Catalina Correa -dicen- ingresó al monasterio de las Carmelitas Descalzas caminando sobre láminas de oro.
Su abuelo, Francisco Correa, un hombre acaudalado de la época, no escatimó en gastos para entregar a la niña a los brazos del Señor. Organizó una procesión multitudinaria y contrató tantos músicos como existían en la ciudad para acompañarla hasta las puertas del convento.
Catalina, con sus 16 años, arrastró un hermoso vestido blanco por las angostas calles de Arequipa. Parecía una novia, una santa, un ángel tal vez.
Un grupo de hombres avanzaba delante de ella colocando las láminas de oro sobre la calle. “No -le había dicho su abuelo días antes-, mi nieta no pisará la calle. Irá de su casa al convento, sin pecado”.
La pequeña Catalina debía estar emocionada. Ingresar a la congregación de las Carmelitas Descalzas no había sido tarea fácil. En el monasterio Santa Teresa solo podían haber 21 monjas, no más, y casi siempre estaban completas.
Años antes, escuchar el repicar de las campanas anunciando la muerte de una monja, animaba el corazón de Catalina. Apuraba a sus sirvientes al convento para solicitar la plaza disponible, pero usualmente llegaban tarde. Tuvieron que pasar varios años para que finalmente la admitieran.
Así, el año 1748, Catalina Luzar y Correa murió al mundo para servir a Dios. Aquel día, cuando las pesadas puertas del monasterio se cerraron tras ella, renunció a su familia, los lujos e incluso a su nombre de pila. Desde entonces la conocerían como Catalina del Corazón de Jesús.

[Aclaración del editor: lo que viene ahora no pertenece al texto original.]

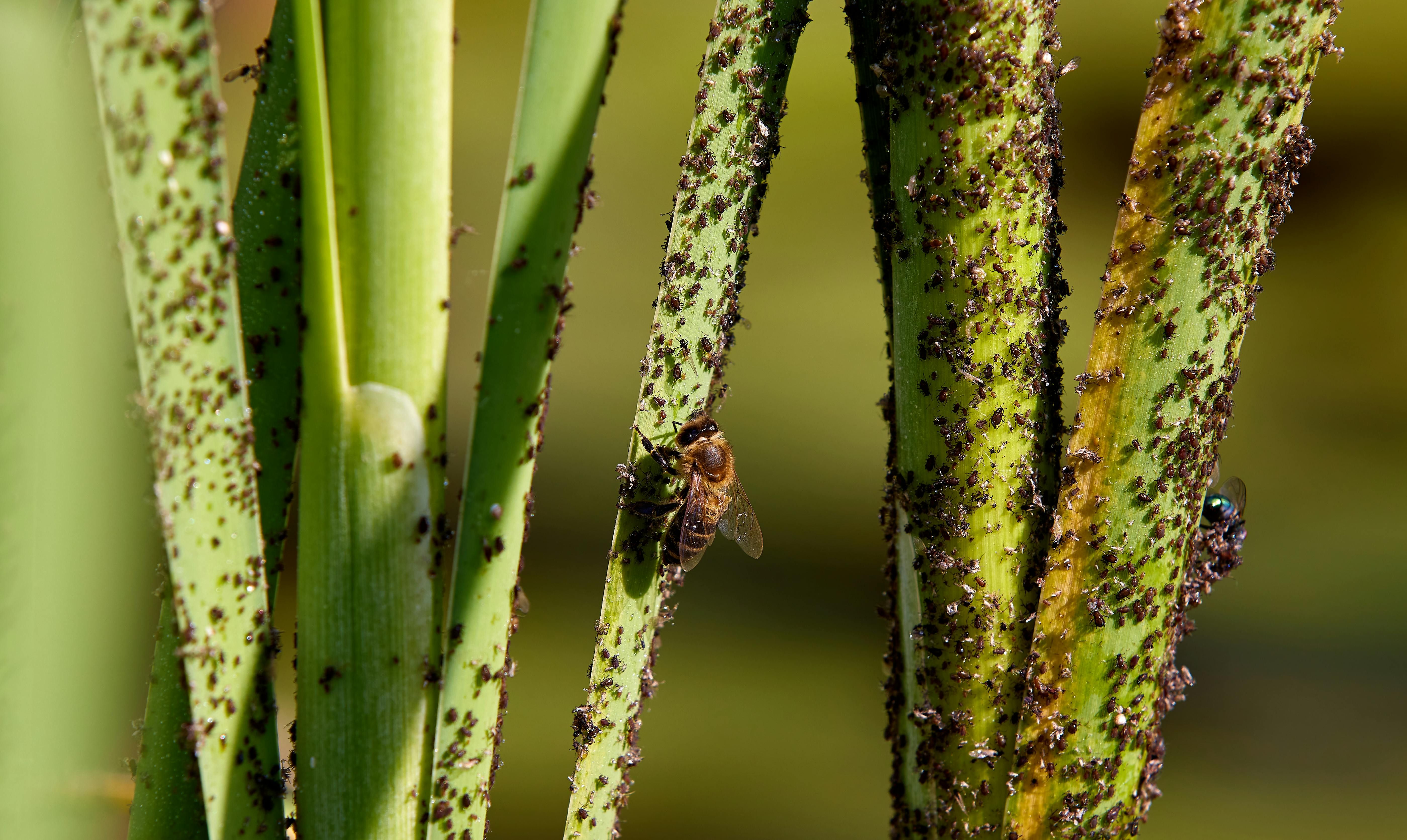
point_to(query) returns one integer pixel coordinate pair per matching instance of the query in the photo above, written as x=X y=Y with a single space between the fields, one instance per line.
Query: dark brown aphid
x=715 y=501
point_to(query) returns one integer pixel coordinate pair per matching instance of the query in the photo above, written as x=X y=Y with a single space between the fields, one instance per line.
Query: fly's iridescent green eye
x=1218 y=508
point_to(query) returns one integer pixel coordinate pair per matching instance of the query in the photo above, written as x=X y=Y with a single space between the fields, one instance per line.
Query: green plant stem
x=268 y=227
x=974 y=172
x=371 y=527
x=158 y=96
x=570 y=47
x=1218 y=153
x=732 y=143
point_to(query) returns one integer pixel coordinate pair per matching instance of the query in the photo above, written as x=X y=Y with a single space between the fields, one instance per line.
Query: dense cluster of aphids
x=162 y=123
x=1218 y=155
x=969 y=226
x=734 y=138
x=268 y=223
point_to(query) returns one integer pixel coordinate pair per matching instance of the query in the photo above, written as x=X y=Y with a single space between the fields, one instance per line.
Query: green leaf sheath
x=1218 y=153
x=158 y=98
x=734 y=138
x=974 y=174
x=167 y=801
x=372 y=532
x=570 y=45
x=268 y=217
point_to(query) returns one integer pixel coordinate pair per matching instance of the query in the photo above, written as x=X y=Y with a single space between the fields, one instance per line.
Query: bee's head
x=700 y=427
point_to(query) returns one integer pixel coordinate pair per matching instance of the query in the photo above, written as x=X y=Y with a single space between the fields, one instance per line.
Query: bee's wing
x=1235 y=490
x=697 y=510
x=739 y=523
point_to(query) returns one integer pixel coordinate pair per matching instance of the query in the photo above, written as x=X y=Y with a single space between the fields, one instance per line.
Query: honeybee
x=714 y=503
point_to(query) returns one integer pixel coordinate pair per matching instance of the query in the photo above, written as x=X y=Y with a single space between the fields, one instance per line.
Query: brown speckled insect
x=714 y=503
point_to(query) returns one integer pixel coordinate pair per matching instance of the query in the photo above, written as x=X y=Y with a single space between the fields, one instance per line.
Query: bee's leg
x=662 y=455
x=648 y=510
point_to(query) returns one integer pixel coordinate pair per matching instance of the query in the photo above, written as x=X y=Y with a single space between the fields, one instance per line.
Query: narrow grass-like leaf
x=1218 y=153
x=371 y=530
x=167 y=800
x=739 y=108
x=570 y=45
x=268 y=227
x=867 y=53
x=158 y=98
x=974 y=168
x=75 y=523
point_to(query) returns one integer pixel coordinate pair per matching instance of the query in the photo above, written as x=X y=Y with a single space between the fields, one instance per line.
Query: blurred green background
x=1295 y=728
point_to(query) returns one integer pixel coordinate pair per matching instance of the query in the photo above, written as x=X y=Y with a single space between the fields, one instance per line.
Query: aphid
x=715 y=501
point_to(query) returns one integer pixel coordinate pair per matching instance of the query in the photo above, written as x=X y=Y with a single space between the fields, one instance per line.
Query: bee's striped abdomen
x=689 y=537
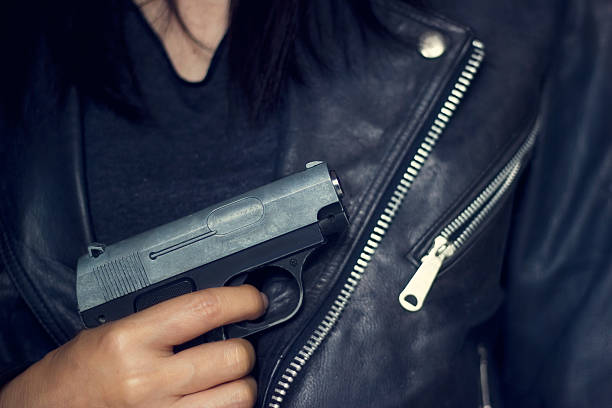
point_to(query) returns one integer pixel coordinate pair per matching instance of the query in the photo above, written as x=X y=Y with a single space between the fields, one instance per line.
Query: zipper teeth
x=488 y=198
x=382 y=225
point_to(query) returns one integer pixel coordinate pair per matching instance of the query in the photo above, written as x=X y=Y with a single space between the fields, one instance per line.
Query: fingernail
x=264 y=297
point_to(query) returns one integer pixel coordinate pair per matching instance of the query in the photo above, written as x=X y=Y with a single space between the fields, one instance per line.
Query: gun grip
x=293 y=264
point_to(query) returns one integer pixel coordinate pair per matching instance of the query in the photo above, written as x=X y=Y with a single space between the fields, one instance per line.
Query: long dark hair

Francisco Correa pagó la dote convenida a la congregación y en agradecimiento a la providencia regaló la lujosa pileta de alabastro del Claustro de las Oficinas, la pila de agua bendita del Coro Bajo, el altar de la Sala Capitular y más.
Más tarde, cuando el anciano falleció, la madre Catalina recibió una cuantiosa herencia que invirtió en la construcción del Claustro del Noviciado y una ermita interior.
Catalina no es una santa, pero las Carmelitas Descalzas la recuerdan como una mujer extraordinaria. Tanto así que conservan un retrato de ella antes de su noviciado. Ninguna otra religiosa tuvo ese privilegio.
Asimismo, en este monasterio es posible encontrar pinturas del siglo XVII y un mural imponente en la Sala Capitular que data del sigo XVIII. “Lo curioso de estos murales es que no tienen temáticas cristianas, como se ve en otros conventos, solo cumplen una función decorativa”, acotó el especialista.
Sin duda, este museo es el lugar ideal para encontrar sorprendentes historias.